Decisiones Automatizadas y Derecho a Impugnación.  Cuando se utilice la IA comercialmente o para acceder a derechos o servicios dentro de la república, se estará en la obligación de informar al usuario de sí, la decisión fue adoptada directamente por la IA o fue impulsada por esta. Además, se establecerán mecanismos para que los ciudadanos puedan impugnar dichas decisiones ante una persona natural competente, quien podrá confirmar, modificar o revocar la resolución. 

Protección de Datos Personales y Seguridad. El uso de datos personales en el desarrollo de IA deberá cumplir con la Ley de Protección de Datos Personales y con las normativas de seguridad emitidas por la ANIA y ACE. 

Protección de la propiedad intelectual en el desarrollo de IA. La propiedad intelectual de la IA, incluidas patentes, derechos de autor y secretos industriales, pertenece exclusivamente a su creador. En proyectos colaborativos, los derechos deben definirse mediante acuerdos previos.

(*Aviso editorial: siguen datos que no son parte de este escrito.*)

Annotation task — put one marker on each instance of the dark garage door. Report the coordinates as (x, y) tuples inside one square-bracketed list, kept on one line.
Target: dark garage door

Los algoritmos, bases de datos y sistemas de IA desarrollados en el país están protegidos por la ley, prohibiéndose su uso o divulgación sin autorización del propietario. 

Libre Competencia y Desarrollo de IA de Código Abierto. Se prohíbe la imposición de restricciones arbitrarias en el desarrollo de IA de código abierto; igualmente, se fomentará la participación internacional en proyectos de IA, garantizando la colaboración y el acceso a innovaciones tecnológicas. 

Este decreto está sujeto a posibles modificaciones antes de su publicación en el Diario Oficial. La Ley IA entrará en vigencia ocho días después de su publicación en el Diario Oficial.